The BBC recently suffered a predictable consequence of relying on citizen journalism: It published a photograph circulated on Twitter by a Syrian anti-government activist that purportedly shows dead civilians after a government massacre last month in Houla, Syria. The image turns out to have been misappropriated and mislabeled for the purposes of propaganda.
The photo was actually a 2003 photograph from Iraq by Getty images contract photographer Marco di Lauro, John Harrington reported May 27 on his Photo Business News & Forum blog. The image shows dozens of bodies dug up from a mass grave. They were victims of a brutal crackdown by former dictator Saddam Hussein against a Shi’ite uprising after the 1991 Gulf War.

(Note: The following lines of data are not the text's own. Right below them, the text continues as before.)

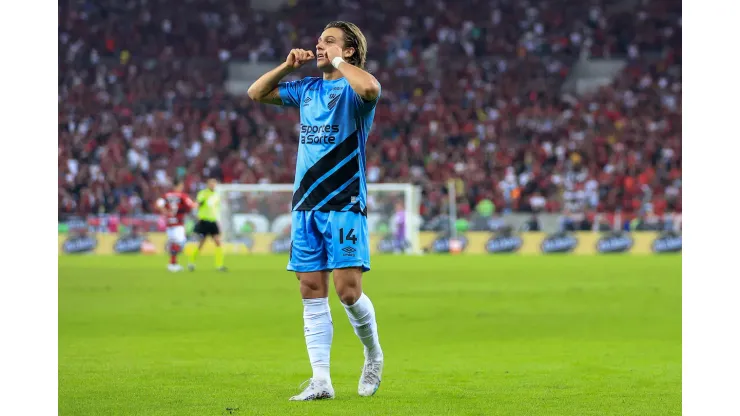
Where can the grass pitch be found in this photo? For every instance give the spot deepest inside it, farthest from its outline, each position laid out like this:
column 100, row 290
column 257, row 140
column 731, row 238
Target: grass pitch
column 464, row 335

A Syrian activist reportedly circulated the image on Twitter as evidence of a Syrian crackdown against its citizens, in order to stoke the international outrage against Al Assad’s government. The BBC saw it, “obtained some information pointing to its veracity,” and published the image with a disclaimer saying it could not be independently verified, according to the mea culpa that BBC published on May 29.
“It was a mistake,” the BBC said, “and we apologise for it.” The image was displayed for approximately 90 minutes before it was taken down, the BBC says.

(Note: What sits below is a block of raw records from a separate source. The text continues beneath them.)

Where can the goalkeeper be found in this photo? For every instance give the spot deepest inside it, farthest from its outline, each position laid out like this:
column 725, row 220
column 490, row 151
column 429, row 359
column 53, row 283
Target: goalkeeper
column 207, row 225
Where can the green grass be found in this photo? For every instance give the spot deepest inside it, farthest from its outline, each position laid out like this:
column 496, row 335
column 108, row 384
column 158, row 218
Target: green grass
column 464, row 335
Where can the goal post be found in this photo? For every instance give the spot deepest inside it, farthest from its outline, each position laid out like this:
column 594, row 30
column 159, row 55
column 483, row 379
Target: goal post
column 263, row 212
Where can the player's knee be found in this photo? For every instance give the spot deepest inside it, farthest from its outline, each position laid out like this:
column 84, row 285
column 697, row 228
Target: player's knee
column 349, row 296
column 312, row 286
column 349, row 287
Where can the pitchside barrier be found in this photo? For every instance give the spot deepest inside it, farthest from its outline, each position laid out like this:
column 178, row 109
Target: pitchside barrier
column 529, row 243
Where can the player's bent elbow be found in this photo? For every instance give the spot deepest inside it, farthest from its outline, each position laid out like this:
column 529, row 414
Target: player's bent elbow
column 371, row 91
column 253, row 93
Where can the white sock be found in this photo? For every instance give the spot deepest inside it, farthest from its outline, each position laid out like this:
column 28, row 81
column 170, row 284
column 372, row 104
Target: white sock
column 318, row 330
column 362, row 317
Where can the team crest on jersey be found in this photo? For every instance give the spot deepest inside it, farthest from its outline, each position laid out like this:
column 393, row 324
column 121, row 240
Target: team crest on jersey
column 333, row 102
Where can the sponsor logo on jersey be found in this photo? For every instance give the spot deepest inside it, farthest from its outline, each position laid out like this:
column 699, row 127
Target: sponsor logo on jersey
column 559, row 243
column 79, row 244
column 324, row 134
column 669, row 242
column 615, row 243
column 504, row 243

Harrington argues that the mistake was a predictable consequence of the rush by the BBC and other news organizations to embrace citizen journalism, while mouthing all the right words about upholding standards for accuracy, fairness and objectivity.

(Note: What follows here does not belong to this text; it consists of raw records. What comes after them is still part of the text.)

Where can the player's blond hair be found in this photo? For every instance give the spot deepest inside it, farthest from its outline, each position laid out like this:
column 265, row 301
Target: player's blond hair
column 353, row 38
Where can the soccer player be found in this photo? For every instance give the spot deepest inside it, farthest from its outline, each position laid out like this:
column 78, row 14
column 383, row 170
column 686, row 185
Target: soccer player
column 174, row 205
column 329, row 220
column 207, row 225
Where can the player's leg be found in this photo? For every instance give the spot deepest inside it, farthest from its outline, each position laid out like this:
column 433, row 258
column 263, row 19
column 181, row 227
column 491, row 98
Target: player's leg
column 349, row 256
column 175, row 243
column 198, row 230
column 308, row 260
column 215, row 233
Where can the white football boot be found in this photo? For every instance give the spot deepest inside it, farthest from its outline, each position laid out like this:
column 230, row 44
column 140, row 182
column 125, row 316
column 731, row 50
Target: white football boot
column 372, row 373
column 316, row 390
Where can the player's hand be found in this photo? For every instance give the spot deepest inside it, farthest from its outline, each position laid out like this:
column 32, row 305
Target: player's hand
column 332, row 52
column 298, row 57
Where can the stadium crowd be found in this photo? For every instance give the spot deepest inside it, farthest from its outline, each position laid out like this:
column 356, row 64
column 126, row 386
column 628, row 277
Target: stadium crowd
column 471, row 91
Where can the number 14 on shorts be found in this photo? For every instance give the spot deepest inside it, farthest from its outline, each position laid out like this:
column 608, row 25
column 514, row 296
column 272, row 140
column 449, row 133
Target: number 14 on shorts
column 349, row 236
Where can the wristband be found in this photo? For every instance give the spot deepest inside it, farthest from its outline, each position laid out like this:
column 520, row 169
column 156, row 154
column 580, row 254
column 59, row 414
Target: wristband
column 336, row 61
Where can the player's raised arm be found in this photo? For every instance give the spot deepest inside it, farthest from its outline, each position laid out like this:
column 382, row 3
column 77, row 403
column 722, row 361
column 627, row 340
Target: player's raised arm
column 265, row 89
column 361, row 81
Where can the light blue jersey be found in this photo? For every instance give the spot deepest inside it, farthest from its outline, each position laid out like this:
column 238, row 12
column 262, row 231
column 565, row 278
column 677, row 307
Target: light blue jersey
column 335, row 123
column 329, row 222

One would think that a few glaring errors like this might make reputable news organizations realize that there are no shortcuts to gathering and vetting news–and also make them twice shy about crowd-sourcing news in order to save money.
But for now the BBC seems undeterred. “Fortunately, such mistakes are very rare,” the BBC assures its readers. “BBC News has a strong track record of using content from non-traditional sources, and of stopping numerous examples of incorrect material making it to air or online – but it does underline the need to handle such material with great care.”